View larger version (34K): [in this window] [in a new window]   FIGURE 3. IL-15-induced expression of 4-1BB is ERK- and p38-dependent. Purified murine splenic T cells were cultured at 106 cells/ml for 24 h with 100 ng/ml recombinant human IL-15 with or without inhibitors of different signaling pathway components: Ly294002 (0.25–50 µM), SB203580 (0.25–20 µM), U0126 (0.5–10 µM), and piceatannol (0.2–20 µM). These concentration ranges were based on recommended IC50 values from the literature. Cells were preincubated for 1 h with inhibitors before addition of IL-15. Inhibitors were reconstituted in DMSO and added at a 1/500 or 1/1000 dilution to the cultures. A, 4-1BB expression on live CD8+ T cells with vehicle or inhibitors. B, Inhibitor toxicity was assessed by comparing percentages of live cells, using cell size as an indicator of surviving cells. Representative FACS plots are shown for DMSO vehicle and most effective inhibitor 5 µM U0126. Toxicity was not observed for any other inhibitors at the doses used (data not shown). These data are representative of three separate experiments.

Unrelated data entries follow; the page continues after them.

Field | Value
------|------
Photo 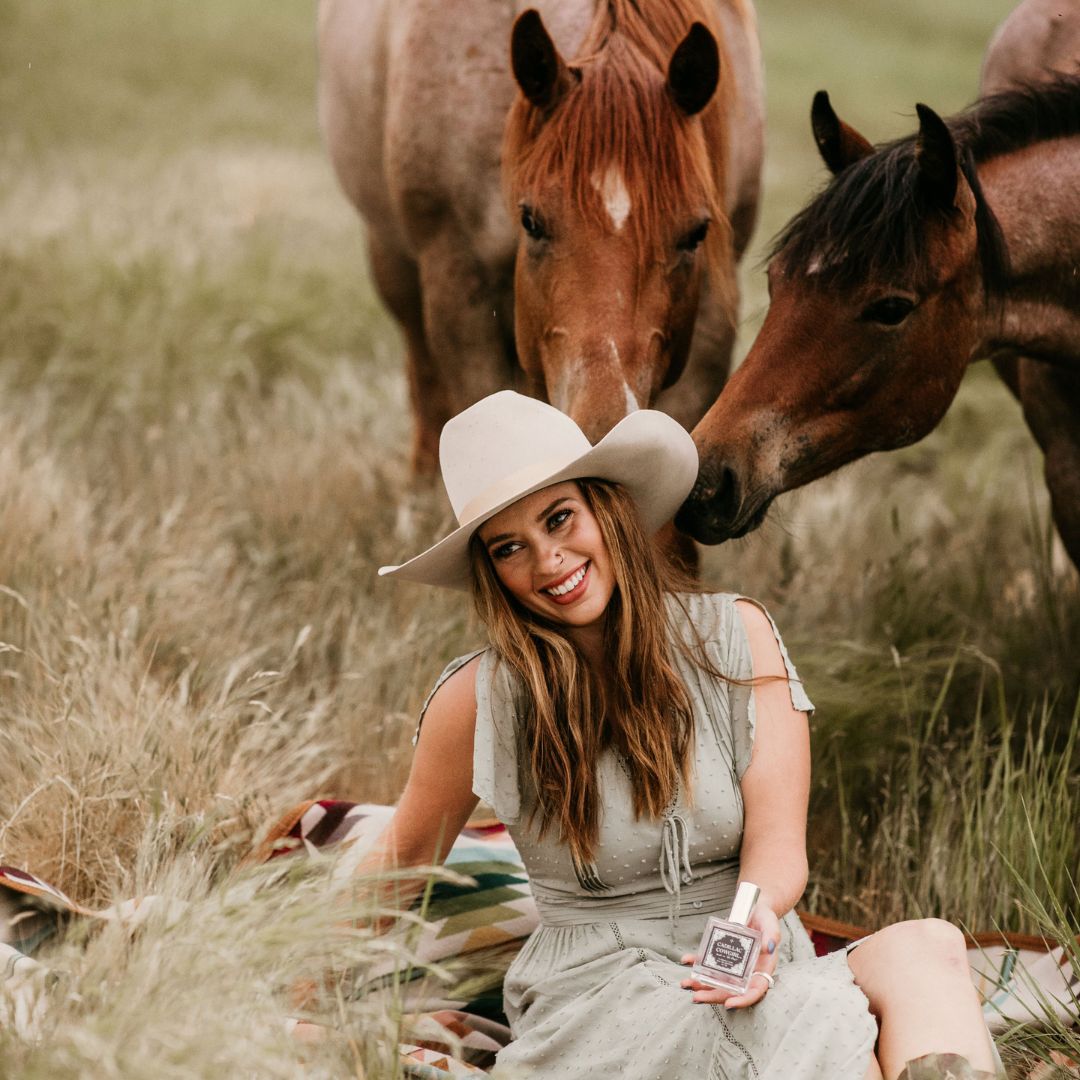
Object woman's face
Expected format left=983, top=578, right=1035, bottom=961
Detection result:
left=477, top=481, right=615, bottom=627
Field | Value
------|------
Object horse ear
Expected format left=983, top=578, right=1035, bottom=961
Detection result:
left=915, top=105, right=960, bottom=207
left=667, top=23, right=720, bottom=117
left=810, top=90, right=874, bottom=176
left=510, top=8, right=580, bottom=109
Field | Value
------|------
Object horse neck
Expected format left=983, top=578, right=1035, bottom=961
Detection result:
left=978, top=136, right=1080, bottom=369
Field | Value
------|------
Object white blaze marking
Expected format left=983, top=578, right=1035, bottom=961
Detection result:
left=593, top=165, right=630, bottom=232
left=608, top=338, right=642, bottom=416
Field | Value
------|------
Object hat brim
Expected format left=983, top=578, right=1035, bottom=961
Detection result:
left=379, top=409, right=698, bottom=589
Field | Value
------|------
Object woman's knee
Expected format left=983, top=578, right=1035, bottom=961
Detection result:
left=849, top=919, right=970, bottom=1014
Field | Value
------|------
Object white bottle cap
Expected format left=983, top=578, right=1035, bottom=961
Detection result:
left=728, top=881, right=761, bottom=926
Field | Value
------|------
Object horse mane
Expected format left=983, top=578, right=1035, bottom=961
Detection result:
left=503, top=0, right=734, bottom=310
left=769, top=76, right=1080, bottom=296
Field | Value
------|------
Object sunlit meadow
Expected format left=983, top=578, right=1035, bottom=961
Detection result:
left=0, top=0, right=1080, bottom=1078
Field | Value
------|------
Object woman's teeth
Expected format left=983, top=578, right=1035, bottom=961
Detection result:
left=544, top=564, right=589, bottom=596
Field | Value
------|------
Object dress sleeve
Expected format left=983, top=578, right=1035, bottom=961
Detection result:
left=413, top=649, right=522, bottom=825
left=724, top=594, right=813, bottom=780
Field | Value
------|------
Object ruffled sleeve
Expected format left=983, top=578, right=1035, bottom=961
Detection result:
left=677, top=593, right=813, bottom=780
left=721, top=594, right=813, bottom=779
left=413, top=648, right=522, bottom=825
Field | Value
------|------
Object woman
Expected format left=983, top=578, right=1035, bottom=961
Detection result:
left=377, top=391, right=999, bottom=1080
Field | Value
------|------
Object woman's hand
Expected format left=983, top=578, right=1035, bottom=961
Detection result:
left=679, top=903, right=780, bottom=1009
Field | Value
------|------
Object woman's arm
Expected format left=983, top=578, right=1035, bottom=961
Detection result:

To analyze the role of 4-1BB in maintenance of memory CD8⁺ T cell survival, we adapted an in vitro model in which TCR transgenic naive T cells are treated with Ag and then with IL-15 to generate memory phenotype T cells (27, 28). This approach allows us to track a homogenous population of T cells after transfer without the complexity of an ongoing immune response and ensures that effects of 4-1BB are Ag independent once transferred into WT or 4-1BBL-deficient naive hosts. OT-I splenocytes were incubated with OVA_257–264 peptide overnight, followed by washing out of Ag and further stimulation for 24 h (Fig. 4, middle column; D2-activated T cells). Nonadherent cells were transferred to tissue-culture flasks for an additional 24 h and then viable lymphocytes were isolated and incubated with IL-15 for another 5–6 days (Fig. 4, right column; D8, IL-15-treated).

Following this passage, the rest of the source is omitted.